A lonely female Striped Blue Crow (Euploea mulciber mulciber) finally showed up and started to feed on the Bidens flowers.
Strolling leisurely on the biking trail, I had to give way to groups of bikers occasionally. Butterflies and other critters were either sleeping or not there at all, the trail was devoid of insect life. When I spotted this tiny ladybird - a small beetle in fact, I took a quick shot before it flew off unexpectedly in a breeze.I made a correct decision of switching to walking on Track 15. A Plain Nawab (Polyura hebe plautus) was zooming around rapidly and "testing" the dry ground a few times. Pouring some water to wet the ground, I waited patiently for it to puddle. I was lucky that it did come back and found the damp spot. What a good opportunity for me to snap some shots of a Plain Nawab, a species that I have not had a proper shot for a long time.
I went further in and spotted a Short-banded Sailor (Phaedyma columella singa) flitting at the ground level and looking for puddling spots amongst some dry leaves. It had the habit of flapping its wings slowly while feeding on the ground.

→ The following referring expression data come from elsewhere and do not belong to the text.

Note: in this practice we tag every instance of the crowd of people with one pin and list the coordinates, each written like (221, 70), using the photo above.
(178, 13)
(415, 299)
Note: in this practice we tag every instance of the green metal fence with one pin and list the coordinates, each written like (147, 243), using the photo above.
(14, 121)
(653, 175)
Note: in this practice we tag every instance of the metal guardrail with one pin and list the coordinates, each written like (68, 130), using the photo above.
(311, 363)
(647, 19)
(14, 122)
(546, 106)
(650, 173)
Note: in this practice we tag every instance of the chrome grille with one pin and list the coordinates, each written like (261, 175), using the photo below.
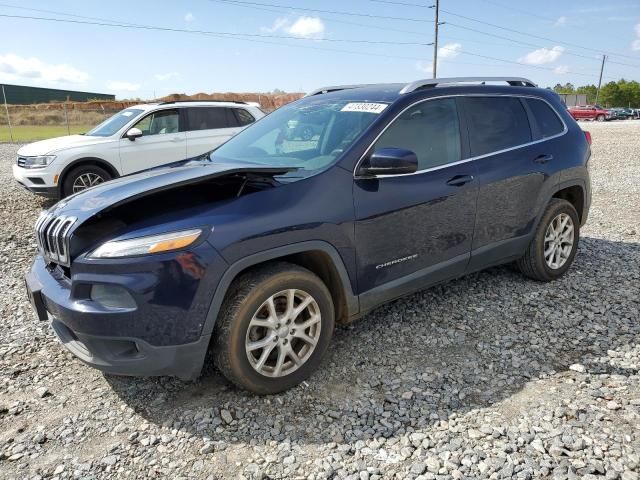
(52, 237)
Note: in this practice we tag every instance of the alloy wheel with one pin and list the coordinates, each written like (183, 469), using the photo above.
(558, 241)
(86, 180)
(283, 333)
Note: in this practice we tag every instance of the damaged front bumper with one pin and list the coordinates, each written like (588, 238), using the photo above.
(153, 338)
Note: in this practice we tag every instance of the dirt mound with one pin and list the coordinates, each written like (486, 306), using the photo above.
(267, 101)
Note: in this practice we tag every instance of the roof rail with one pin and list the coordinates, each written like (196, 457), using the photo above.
(208, 100)
(434, 82)
(336, 88)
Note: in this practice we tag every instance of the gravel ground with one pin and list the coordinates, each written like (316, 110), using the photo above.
(490, 376)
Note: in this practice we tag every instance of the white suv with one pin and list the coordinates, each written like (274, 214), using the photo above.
(135, 139)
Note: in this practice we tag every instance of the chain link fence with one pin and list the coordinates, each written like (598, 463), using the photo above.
(28, 123)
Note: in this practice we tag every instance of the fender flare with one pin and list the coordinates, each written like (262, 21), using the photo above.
(273, 254)
(96, 160)
(576, 182)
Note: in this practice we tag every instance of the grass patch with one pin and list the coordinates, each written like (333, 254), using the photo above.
(30, 133)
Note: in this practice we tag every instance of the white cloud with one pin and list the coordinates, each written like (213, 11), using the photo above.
(307, 27)
(15, 67)
(302, 27)
(123, 86)
(163, 77)
(561, 21)
(278, 24)
(635, 45)
(542, 56)
(448, 50)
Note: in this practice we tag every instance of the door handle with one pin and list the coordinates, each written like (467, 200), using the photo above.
(459, 180)
(544, 158)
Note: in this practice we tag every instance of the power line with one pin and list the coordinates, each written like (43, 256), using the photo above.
(535, 15)
(334, 20)
(335, 12)
(259, 6)
(420, 5)
(238, 36)
(207, 32)
(529, 34)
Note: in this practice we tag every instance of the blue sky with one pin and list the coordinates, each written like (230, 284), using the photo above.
(144, 62)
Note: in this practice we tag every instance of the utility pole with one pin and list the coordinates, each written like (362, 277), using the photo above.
(435, 41)
(6, 109)
(604, 58)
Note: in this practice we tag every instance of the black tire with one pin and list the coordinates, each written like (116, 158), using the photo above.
(533, 263)
(71, 177)
(246, 296)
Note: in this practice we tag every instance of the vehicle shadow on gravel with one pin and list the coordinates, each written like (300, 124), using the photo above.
(467, 344)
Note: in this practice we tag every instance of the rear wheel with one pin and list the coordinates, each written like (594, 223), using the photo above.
(83, 177)
(554, 245)
(274, 328)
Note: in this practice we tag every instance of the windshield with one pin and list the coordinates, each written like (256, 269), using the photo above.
(112, 124)
(310, 135)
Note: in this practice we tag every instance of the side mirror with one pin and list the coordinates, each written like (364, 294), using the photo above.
(390, 161)
(133, 133)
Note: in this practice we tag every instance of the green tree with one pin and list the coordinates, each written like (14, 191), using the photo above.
(590, 91)
(566, 88)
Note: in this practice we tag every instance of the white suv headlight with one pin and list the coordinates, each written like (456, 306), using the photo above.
(36, 162)
(165, 242)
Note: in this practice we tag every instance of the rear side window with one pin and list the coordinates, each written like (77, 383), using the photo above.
(496, 123)
(244, 117)
(430, 130)
(208, 118)
(548, 122)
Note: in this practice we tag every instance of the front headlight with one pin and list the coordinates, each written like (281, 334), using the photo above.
(37, 162)
(165, 242)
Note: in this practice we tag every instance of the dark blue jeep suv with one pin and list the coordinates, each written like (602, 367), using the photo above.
(253, 252)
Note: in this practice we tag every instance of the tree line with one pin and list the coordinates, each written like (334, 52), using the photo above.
(622, 93)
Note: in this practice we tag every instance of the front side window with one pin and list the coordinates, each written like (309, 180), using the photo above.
(430, 130)
(210, 118)
(160, 122)
(112, 124)
(496, 123)
(310, 135)
(548, 122)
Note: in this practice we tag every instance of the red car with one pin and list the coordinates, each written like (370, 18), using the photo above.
(589, 112)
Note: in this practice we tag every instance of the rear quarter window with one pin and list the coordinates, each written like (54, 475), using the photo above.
(496, 123)
(244, 117)
(547, 120)
(209, 118)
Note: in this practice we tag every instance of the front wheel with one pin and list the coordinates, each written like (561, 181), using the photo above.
(554, 244)
(274, 328)
(83, 177)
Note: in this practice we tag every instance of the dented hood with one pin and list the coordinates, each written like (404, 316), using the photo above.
(117, 192)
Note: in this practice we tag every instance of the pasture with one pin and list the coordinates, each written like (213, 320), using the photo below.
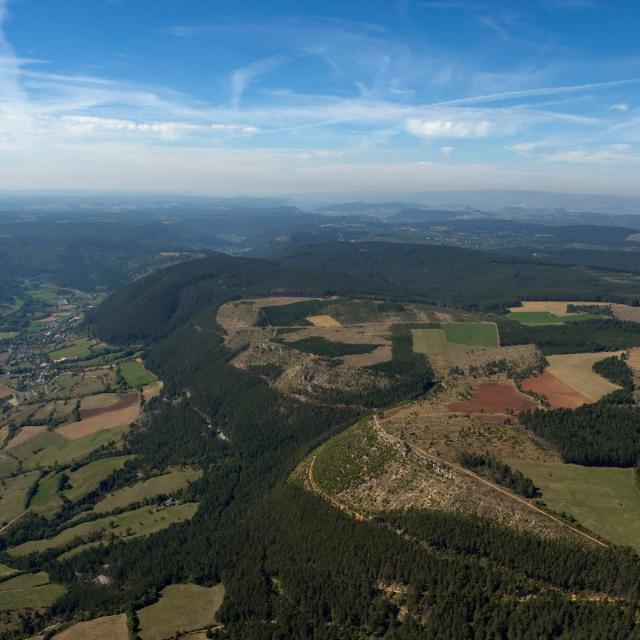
(323, 321)
(433, 342)
(105, 628)
(182, 607)
(130, 524)
(603, 499)
(135, 374)
(48, 498)
(472, 334)
(13, 492)
(558, 394)
(81, 348)
(494, 399)
(48, 448)
(122, 413)
(454, 337)
(166, 484)
(28, 591)
(576, 371)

A pair of mating shield bug caught my attention when I was about to leave the place. I like this shot as I didn't get to see mating shield bugs often.
Sunday, January 5, 2014
Continue from the previous post.
Apart from the many butterflies that I have featured in my last few posts, I was also attracted to some other critters especially when they presented good shooting opportunities for me. This white moth (I have no idea of what the species is) was abundant at Lubuk Semilang.

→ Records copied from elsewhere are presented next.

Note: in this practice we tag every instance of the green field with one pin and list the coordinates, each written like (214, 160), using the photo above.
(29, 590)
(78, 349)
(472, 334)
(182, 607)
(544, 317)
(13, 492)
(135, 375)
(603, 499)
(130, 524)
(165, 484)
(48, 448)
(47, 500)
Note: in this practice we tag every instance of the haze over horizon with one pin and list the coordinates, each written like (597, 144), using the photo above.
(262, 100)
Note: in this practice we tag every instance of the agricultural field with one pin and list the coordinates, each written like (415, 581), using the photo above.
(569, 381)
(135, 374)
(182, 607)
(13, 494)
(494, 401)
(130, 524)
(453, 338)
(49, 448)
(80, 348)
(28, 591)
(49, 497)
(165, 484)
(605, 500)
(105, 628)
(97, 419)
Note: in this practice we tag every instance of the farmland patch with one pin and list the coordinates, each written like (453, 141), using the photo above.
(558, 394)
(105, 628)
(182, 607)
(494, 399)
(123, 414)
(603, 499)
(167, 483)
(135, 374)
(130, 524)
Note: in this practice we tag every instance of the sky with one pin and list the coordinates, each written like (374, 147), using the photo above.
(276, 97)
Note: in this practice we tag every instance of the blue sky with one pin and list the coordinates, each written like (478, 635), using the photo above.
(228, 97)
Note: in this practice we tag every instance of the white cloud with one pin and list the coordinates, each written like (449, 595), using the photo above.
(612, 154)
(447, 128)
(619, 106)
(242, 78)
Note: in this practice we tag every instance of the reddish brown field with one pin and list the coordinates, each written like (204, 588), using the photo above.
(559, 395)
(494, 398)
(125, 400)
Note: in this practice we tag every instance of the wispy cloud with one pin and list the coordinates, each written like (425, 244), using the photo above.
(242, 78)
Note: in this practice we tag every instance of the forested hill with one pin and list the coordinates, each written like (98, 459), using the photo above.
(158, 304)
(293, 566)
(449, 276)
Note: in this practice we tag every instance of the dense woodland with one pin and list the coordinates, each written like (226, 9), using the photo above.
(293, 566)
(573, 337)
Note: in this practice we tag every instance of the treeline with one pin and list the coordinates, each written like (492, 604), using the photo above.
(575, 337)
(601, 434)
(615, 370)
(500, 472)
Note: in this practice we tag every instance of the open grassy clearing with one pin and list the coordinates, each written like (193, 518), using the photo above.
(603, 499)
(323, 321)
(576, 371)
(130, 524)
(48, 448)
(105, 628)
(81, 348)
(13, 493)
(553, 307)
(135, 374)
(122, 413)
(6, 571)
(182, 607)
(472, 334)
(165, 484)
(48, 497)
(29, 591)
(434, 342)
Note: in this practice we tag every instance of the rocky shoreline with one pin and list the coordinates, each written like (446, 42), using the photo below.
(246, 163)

The way it perched on a twig allowed me to photograph its undersides as well.
I guessed this was its pupa
I can't remember if I have seen this beautiful red bug - its prominent perch on a leaf attracted by attention.
There were many Flashwing dragonflies (Vestalis sp) found along the forest trail at Lubuh Semilang.
I saw a critter flying past me and landing on a stem.
I went closer and took some shots - I guess this is a kind of planthopper.
A spider stayed very still on a leaf - waiting for its prey to come close to its striking distance.
This moth larva was wriggling on the leaf aimlessly - it might be looking for the correct plant.
This long-legged, small but brilliantly coloured insect was new to me - this is a kind of fly I guess.